TONIGHT a Local Government Board inquiry will be held at Newport with reference to the acquisition of land for housing schemes. It is a necessary preliminary to the great work of reform to which the Corporations have undertaken to make their contribution. We do not propose to deal with the specific subject of the inquiry, but this is an appropriate time to comment upon the urgent need for a new spirit with reference to housing at Newport. There has been in recent years an improvement in regard to middle-class houses; now we want an improvement in working-class housing. The people ask that those who toil for low wages - craftsmen, artisans, labourers, clerks, shopmen - should have the chance to live in houses which combine comfort, convenience and beauty. They ask for areas laid out on garden city lines, instead of long rows of ugly boxes of bricks and mortar - for houses semi-detached or combined in picturesque blocks of three or four, for every house a garden, with variety of architecture instead of the deadly uniformity which marks so many areas.

The first necessity for every housing scheme is a fit site. The undeveloped districts around Newport and the townships of Monmouthshire about with sites of great natural beauty. If they are properly utilised Monmouthshire can be made a county of charming townships where beauty and convenience will minister to health of body and mind. But if the development is to proceed upon right lines, with a view to present needs and future developments, there must be town planning on broad lines, and every development must be directed and controlled by the civic authorities, so that the advance of to-day may not be the barrier of to-morrow. We gave only to look around the older Monmouthshire townships (including Newport) to see how handicapped the people of to-day are because there was no controlling authority in the early part of last century. Our ancestors did not foresee the great developments which would follow the industrial revolution; the humble folk of those times had no control of civic policy; and there was no public sentiment in favour of better things. During the past century there has been hard thinking and eloquent propaganda. To-day there is an instructed public opinion upon town planning and housing. Perhaps half the people still are ignorant or indifferent; but there is a body of opinion in favour of housing reform, and the active elements in the nation (not of one class or party only, but of all) are convinced that the provision of hosing is a national duty - that, while the cooperation of individual enterprise is welcome and necessary, it cannot be left to estate owners, private capitalists, or speculative builders, but must be undertaken with the State's financial assistance as part of the municipality's duty.

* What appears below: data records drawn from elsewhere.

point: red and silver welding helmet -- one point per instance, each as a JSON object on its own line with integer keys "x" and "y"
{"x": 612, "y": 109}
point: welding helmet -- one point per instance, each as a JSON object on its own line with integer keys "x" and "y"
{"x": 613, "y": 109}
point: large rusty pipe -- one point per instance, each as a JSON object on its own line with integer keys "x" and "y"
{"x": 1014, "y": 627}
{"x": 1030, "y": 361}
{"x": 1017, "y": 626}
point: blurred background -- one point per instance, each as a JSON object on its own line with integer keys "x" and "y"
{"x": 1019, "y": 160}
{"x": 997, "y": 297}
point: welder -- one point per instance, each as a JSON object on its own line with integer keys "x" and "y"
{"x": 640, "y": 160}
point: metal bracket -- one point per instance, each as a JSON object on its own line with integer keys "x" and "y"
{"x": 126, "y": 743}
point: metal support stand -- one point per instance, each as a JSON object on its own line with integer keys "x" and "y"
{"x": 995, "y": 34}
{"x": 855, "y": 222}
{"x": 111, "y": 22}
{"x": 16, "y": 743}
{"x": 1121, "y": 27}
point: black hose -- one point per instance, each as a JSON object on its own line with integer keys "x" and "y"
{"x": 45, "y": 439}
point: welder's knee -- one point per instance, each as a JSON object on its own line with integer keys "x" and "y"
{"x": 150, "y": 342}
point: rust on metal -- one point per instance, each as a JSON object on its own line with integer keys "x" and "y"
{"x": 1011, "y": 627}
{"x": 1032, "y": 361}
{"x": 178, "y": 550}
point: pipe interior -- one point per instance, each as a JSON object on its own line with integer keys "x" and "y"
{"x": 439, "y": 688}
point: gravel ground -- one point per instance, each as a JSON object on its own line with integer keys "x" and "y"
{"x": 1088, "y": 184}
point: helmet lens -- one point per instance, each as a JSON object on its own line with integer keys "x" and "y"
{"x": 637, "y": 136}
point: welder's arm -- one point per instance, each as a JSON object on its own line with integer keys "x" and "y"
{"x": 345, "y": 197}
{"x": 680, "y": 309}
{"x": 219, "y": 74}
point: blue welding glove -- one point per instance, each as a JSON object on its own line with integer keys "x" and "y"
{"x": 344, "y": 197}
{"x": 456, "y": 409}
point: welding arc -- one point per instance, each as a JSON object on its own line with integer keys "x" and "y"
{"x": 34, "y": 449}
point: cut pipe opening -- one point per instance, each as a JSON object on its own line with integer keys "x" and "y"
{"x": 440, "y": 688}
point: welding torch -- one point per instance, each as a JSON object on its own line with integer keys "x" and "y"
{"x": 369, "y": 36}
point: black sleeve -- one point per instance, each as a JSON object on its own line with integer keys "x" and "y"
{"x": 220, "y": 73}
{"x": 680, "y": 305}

There are not enough houses at Newport for the people to live in comfort and decency, therefore many more houses must be built merely to accommodate the present population. That is the first point to be considered in connection with the inquiry to-day. We need houses, we must have sites, and the sites suggested will enable the town to build model houses on model lines. There is immediate gain from every properly conceived and efficiently completed housing scheme - it means the provision of decent, comfortable, and beautiful; homes for a number of families, and thought the moral influence is not inevitable, men and women in the main tend to live up to their surroundings. But there are indirect benefits from such schemes. They are an example and a stimulus - especially to the home-makers - the women. What working women in Newport with eyes to see and a heart to feel will be content to live in one of the mean streets of Newport - in one of those old, ugly, dingy, ricketty houses, with no convenience, no outlook- when for an equal rent, or very little more, other women's husbands can get pretty modern cottages in a garden suburb? We want a real housing scheme at Newport to stir in the hearts of the women that divine discontent - that revolt against unnecessary hardship and unloveliness - which is the beginning of reform. We want our housing scheme - our new houses. And when we have them we want to see the women of Newport refusing to occupy the hovels for which their husbands now pay high rents - insisting upon moving out into newer and healthier surroundings - so that houses which are only prevented from becoming uninhabitable slums through the excessive toil of overworked housewives may be left to their fate, and a new public sentiment may compel the municipality to sweep them away and make a garden city in our very midst where now are huddled mean houses in mean streets.